As far as I am concerned, on an international airport like ZRH, there should be ILS approaches onto all runways, no doubt. I see the fact that an ILS is finally installed on 28 and 34 as an additional safety feature for the airport which will finally do away with constant tailwind approaches and impossible regimes like the 16 landing/34 take off moronity of the past.

I guess what has happened was that all concerned went the way the considered the one of least resistance and also the way that they thought was the least damaging in terms of number of people affected. If you look at the map, it is pretty clear to me that the 14/16 approaches are overflying a significant lower number of people and at a greater altitude than at 28 and 34.

I am NOT convinced at all however that the German SPD/Grüne Government has acted simply on the behalf of the very few voters north of the border, who on top of that make their income from Swiss cross border shoppers, but with clear economic and political goals in mind. I would like to see one federal politician (unless he has a house there himself) who would risk this kind of international exposure (they were slammed into the ground by Flight International just for a starter) and the good relations with a neighbouring country just to satisfy an anti noise league of some 300 people.


The issue I have with the current situation tough is that this new regime was put in force totally uncoordinated and through an act of threats and force rather than in a way that 2 neigbouring states should deal with each other.

What Germany has done is against ICAO guidelines. On top, with the "fait accompli" at ZRH, it has made other border airports like LUX or SZG extremely vulnerable, as they have only got approaches over foreign territory due to terrain or border limitations.

Correcting something that is wrong by breaking international agreements and thereby putting in question the whole concept of ICAO is not the answer to solve political powerplays. Putting the lives of passengers and inhabitants alike at risk is unacceptable. Apart from that, I have a sneaking suspicion that the whole concept can backfire deadly on the Germans. I suspect that their anti noise leagues in FRA and their other airports are only waiting for the court cases to be ruled finally to demand equal treatment.
As the German airports can only have deps/arrs over German territory, that would mean a quite comprehensive night ban. Can you imagine Frankfurt reducing it's hours like that? With regard of Europe being one happy family now, I too was against this contract for this very reason, as it sets a precedent that could damage civil aviation in Europe beyond belief as those suffering from noise elsewhere would not sit on their behinds and see one airport being restricted without asking for the same.
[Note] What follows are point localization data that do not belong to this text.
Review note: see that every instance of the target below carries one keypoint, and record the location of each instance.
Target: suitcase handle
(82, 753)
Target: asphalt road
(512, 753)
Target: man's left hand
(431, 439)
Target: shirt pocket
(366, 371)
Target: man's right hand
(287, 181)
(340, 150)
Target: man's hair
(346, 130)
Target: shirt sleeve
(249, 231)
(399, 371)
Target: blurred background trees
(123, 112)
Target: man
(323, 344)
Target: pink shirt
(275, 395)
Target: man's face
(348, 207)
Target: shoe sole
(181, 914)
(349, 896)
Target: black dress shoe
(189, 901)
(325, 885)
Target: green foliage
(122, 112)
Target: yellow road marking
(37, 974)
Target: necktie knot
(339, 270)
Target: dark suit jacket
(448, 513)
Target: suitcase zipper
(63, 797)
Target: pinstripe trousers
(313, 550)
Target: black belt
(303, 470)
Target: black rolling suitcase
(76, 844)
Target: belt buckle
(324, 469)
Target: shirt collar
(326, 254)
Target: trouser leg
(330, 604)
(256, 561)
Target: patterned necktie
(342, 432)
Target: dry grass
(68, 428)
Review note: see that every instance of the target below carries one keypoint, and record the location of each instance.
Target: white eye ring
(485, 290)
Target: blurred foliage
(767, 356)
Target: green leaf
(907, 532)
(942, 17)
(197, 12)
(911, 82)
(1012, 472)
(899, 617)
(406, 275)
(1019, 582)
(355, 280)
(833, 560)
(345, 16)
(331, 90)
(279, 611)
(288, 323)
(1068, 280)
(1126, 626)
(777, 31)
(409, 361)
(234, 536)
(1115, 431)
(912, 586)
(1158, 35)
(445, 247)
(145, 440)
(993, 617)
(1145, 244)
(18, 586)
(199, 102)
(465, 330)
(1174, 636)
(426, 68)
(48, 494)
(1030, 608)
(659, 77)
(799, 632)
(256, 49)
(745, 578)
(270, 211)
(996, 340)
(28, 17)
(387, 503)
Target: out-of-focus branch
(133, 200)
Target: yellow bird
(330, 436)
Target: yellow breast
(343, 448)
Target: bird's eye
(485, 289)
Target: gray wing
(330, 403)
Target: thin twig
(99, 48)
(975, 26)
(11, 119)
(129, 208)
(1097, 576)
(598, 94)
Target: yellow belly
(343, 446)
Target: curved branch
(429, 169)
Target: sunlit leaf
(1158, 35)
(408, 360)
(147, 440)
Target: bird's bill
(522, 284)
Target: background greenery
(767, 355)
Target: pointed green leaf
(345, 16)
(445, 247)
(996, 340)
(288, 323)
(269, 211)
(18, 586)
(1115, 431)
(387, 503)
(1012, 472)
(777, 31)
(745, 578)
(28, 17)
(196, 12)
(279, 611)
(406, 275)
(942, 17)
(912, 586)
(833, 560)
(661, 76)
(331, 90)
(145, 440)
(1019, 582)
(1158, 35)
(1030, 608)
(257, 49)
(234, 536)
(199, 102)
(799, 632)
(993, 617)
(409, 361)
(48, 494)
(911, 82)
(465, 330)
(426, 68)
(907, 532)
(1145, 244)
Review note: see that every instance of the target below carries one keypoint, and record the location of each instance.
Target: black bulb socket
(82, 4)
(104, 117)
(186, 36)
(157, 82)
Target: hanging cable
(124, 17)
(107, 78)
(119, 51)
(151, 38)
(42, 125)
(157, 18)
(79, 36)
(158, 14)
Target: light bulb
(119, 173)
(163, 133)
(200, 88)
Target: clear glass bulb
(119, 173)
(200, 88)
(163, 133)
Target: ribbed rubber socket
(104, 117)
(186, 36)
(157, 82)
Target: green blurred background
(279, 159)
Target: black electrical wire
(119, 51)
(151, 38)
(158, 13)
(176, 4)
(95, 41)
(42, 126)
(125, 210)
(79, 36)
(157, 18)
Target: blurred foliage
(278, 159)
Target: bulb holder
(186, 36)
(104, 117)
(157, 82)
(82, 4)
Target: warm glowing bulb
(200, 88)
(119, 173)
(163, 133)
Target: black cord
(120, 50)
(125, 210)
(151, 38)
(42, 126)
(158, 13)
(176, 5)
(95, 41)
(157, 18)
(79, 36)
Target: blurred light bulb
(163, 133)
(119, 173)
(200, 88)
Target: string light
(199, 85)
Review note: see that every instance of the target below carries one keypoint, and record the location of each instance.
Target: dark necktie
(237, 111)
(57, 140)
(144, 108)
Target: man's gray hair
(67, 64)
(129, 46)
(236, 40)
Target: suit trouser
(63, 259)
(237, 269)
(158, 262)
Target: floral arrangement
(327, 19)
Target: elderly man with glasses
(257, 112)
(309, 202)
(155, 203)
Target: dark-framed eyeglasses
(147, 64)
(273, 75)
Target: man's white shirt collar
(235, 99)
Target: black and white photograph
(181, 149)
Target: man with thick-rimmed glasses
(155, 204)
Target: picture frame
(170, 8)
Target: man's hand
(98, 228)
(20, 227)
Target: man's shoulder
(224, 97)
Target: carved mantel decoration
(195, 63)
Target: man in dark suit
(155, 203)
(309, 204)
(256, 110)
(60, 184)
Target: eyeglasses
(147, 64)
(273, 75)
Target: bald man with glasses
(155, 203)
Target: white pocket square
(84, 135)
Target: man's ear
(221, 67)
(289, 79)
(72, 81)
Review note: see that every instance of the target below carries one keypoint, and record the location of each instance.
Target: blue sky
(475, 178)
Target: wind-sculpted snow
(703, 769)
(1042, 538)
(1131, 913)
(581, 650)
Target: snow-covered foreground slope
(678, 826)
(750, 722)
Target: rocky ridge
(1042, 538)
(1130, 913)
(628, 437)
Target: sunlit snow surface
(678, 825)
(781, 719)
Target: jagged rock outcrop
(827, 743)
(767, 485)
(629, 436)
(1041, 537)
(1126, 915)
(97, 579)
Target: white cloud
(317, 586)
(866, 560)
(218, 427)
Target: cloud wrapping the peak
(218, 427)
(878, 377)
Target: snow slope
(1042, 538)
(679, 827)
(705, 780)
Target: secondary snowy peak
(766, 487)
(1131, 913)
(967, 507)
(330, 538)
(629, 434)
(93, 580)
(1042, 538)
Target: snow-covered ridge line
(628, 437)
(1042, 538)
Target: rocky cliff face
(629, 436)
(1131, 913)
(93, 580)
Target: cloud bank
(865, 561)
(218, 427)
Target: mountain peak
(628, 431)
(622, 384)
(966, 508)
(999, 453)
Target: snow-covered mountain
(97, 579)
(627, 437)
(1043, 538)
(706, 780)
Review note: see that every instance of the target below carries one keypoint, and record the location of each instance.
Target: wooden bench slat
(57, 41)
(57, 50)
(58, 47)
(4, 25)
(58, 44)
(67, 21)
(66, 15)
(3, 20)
The solution I would like to see is one in which ZRH has precision approaches on all directions which are then used according to a concept taking in account 1. safety, meaning wind, weather, conditions and so on 2. traffic flow and 3rd noise and convenience considerations. If you look at the weather conditions at ZRH you would get a pretty much fair distribution of noise which would not be pressed into a corset that is determined to spark the kind of unrest we have now.